China se avecina
El presidente norteamericano, Barack Obama, y su homólogo chino, Xi Jinping, se entregaron la semana pasada en California a un primer ejercicio para el reordenamiento de las relaciones entre Washington, superpotencia hegemónica desde mediado del siglo XX, y Pekín, que se globaliza a marchas forzadas como gran potencia del siglo XXI.
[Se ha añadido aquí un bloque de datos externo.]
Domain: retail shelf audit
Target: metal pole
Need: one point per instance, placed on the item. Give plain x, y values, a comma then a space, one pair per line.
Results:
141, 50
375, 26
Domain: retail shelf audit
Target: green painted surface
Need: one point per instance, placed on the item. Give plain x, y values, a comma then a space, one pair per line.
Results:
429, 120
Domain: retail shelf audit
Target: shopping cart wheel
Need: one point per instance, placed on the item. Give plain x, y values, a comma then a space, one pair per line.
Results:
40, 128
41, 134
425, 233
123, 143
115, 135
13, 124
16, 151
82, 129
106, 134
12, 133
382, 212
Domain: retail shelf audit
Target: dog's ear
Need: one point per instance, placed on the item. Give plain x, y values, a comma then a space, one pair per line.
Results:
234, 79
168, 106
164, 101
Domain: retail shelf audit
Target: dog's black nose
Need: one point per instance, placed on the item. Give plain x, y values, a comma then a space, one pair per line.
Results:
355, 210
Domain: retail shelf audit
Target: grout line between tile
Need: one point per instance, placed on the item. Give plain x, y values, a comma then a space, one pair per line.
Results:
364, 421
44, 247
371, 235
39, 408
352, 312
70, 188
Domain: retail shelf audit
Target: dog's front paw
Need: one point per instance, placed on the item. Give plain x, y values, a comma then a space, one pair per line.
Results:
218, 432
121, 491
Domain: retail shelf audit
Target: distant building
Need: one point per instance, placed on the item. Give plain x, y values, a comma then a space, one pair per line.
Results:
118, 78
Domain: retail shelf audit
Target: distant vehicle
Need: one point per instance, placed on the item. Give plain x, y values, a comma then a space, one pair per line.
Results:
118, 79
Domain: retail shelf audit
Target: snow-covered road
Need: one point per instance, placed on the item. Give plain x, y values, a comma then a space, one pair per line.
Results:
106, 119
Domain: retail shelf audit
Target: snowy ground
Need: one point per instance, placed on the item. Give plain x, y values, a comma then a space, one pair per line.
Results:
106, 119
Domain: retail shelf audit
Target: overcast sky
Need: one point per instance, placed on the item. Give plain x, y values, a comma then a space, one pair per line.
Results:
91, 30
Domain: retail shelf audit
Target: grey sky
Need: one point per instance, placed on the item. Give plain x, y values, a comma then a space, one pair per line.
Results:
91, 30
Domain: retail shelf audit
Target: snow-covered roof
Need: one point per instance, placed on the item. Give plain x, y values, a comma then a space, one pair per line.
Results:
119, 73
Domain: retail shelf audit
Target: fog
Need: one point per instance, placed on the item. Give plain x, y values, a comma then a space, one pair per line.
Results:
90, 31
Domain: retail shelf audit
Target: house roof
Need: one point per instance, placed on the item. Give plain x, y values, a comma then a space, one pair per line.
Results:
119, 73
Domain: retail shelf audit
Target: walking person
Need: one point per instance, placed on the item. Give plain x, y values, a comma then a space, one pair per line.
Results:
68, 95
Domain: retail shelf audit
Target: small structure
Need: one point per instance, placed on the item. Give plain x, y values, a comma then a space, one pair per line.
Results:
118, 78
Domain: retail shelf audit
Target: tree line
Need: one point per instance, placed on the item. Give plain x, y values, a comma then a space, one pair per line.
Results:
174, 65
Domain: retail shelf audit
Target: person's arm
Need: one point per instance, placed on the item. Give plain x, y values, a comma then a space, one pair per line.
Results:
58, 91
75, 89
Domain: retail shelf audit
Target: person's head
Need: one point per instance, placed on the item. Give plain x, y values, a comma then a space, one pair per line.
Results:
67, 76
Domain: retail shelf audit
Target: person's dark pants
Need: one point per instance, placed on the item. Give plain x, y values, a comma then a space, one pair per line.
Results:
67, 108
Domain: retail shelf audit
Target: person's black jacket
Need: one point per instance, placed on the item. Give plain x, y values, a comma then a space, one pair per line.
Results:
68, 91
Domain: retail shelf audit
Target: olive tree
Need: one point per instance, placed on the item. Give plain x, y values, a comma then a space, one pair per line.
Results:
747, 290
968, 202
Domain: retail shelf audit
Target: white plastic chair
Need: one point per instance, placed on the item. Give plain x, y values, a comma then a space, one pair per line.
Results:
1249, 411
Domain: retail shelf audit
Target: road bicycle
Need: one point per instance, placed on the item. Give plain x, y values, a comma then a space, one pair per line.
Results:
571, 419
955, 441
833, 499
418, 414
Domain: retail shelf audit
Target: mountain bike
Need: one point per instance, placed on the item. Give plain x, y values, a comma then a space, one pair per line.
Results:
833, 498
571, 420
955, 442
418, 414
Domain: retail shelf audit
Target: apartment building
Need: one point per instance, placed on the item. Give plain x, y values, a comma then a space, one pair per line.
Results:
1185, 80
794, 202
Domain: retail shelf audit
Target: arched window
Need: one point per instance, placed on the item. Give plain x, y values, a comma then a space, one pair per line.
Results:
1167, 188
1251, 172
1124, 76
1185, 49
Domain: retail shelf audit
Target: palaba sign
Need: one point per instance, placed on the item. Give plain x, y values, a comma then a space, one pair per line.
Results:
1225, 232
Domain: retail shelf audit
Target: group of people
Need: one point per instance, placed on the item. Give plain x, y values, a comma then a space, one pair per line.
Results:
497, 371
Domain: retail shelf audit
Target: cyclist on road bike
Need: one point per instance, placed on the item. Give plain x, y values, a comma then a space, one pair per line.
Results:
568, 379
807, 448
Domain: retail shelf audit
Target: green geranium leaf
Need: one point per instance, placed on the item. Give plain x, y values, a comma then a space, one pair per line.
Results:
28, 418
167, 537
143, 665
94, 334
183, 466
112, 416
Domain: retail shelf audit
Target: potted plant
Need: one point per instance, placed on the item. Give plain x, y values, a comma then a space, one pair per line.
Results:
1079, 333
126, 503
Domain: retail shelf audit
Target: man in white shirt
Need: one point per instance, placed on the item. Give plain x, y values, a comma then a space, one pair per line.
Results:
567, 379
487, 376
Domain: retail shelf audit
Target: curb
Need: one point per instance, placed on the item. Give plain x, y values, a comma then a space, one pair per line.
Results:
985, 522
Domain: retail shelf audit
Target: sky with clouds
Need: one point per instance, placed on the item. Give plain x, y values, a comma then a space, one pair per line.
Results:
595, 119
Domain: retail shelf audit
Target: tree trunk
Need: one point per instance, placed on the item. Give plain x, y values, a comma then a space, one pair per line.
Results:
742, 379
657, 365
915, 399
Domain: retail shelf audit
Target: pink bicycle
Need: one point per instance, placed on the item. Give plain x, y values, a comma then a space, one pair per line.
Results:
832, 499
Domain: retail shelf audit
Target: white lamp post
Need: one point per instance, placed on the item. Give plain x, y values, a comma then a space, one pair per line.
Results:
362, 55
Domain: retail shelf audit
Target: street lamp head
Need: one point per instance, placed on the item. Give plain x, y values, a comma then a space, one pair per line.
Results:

Pero en las jornadas celebradas en el peor momento de la presidencia norteamericana, por el escándalo de las escuchas de la CIA, un subtexto estuvo en la mente de todos: un día China puede alcanzar económica y políticamente a EE.UU. A partir de 2016 el PIB chino debería igualar al norteamericano para doblarlo en 2030. Y existe el peligro de que el tránsito entre ambas fechas sea traumático para la aún hoy primera potencia, si cae en una nueva versión del debate de los cincuenta sobre ‘¿quién perdió China?’, referido a la derrota de los nacionalistas de Chiang por los comunistas de Mao en 1949, pero con la fórmula de ‘¿quién perdió el número uno?’ (Kishore Mahbubani, The Great Convergence).
Joseph S. Nye distingue entre dos clases de presidentes, transformadores y transaccionales. El politólogo norteamericano subraya que suelen ser circunstancias excepcionales las que mueven a los presidentes de una a otra categoría, como F. D. Roosevelt, que comenzó como transaccional, pero la depresión y la II Guerra transformaron su mandato.
Barack Obama recorre el camino inverso: partiendo de un voluntarioso planteamiento transformador, la política de lo cotidiano, como muestra el fiasco del espionaje universal, lo reduce a un transaccional más. Sus metas siguen siendo, con todo, considerables: liquidar lo que Bush II llamó atropelladamente cruzada antiterrorista; extraer a EU de los conflictos de Asia central; y en el colmo del optimismo, marcar algún progreso en el conflicto de Oriente Medio, objetivos cuya consecución facilitaría el reacomodo con China y transformaría su presidencia.
¿Es verosímil ese “reseteo”, que no sería una nueva bipolaridad, sino una cooperación inédita como la que fue imposible entre Roma y Cartago, o muy difícil entre la URSS y el propio EU?
Bill Emmott, antiguo director de The Economist, es optimista cuando escribe que China, el Imperio del Centro como se autodenominaba, nunca ha sido un actor imperialista, y si ha llegado a dominar la mayor parte del Extremo Oriente continental ha sido por defender sus fronteras. Véase la Gran Muralla como idea constituyente.
Sensu contrario, los argumentos son igualmente poderosos. Washington reprocha a Pekín su presunta mano en el espionaje, infiltración y saqueo de la red informática norteamericana, y el desplazamiento de su pivote militar al Pacífico. Preocupa igualmente en Washington la creciente autoafirmación de China en la reivindicación de unos archipiélagos en el Pacífico reclamados por Japón, Filipinas y Taiwán, grandes aliados de EU; también el súbito interés de Pekín por América Latina, hasta hace poco el patio trasero norteamericano; y, por último, en esas aguas que Pekín apenas había surcado anteriormente, navíos chinos se aproximan a menos de 200 millas náuticas -370 kilómetros- de los dos grandes puntos de apoyo de Washington, Guam y Hawai. China está cada vez más cerca, como se decía en la película de Marco Bellocchio La Cina e vicina, de 1967.
No todo, sin embargo, juega en favor de Pekín. La explotación del gas de los esquistos puede hacer en un futuro a EU autosuficiente en energía, mientras que China tendrá que seguir importando crudo de Oriente Próximo; y el progresivo envejecimiento de la demografía del país asiático, consecuencia de la política de un hijo por familia, son factores que desincentivan la escalada imperial. Un día del siglo XXI, las espadas pueden estar, sin embargo, en alto, y sería de desear que nunca tuvieran que descender.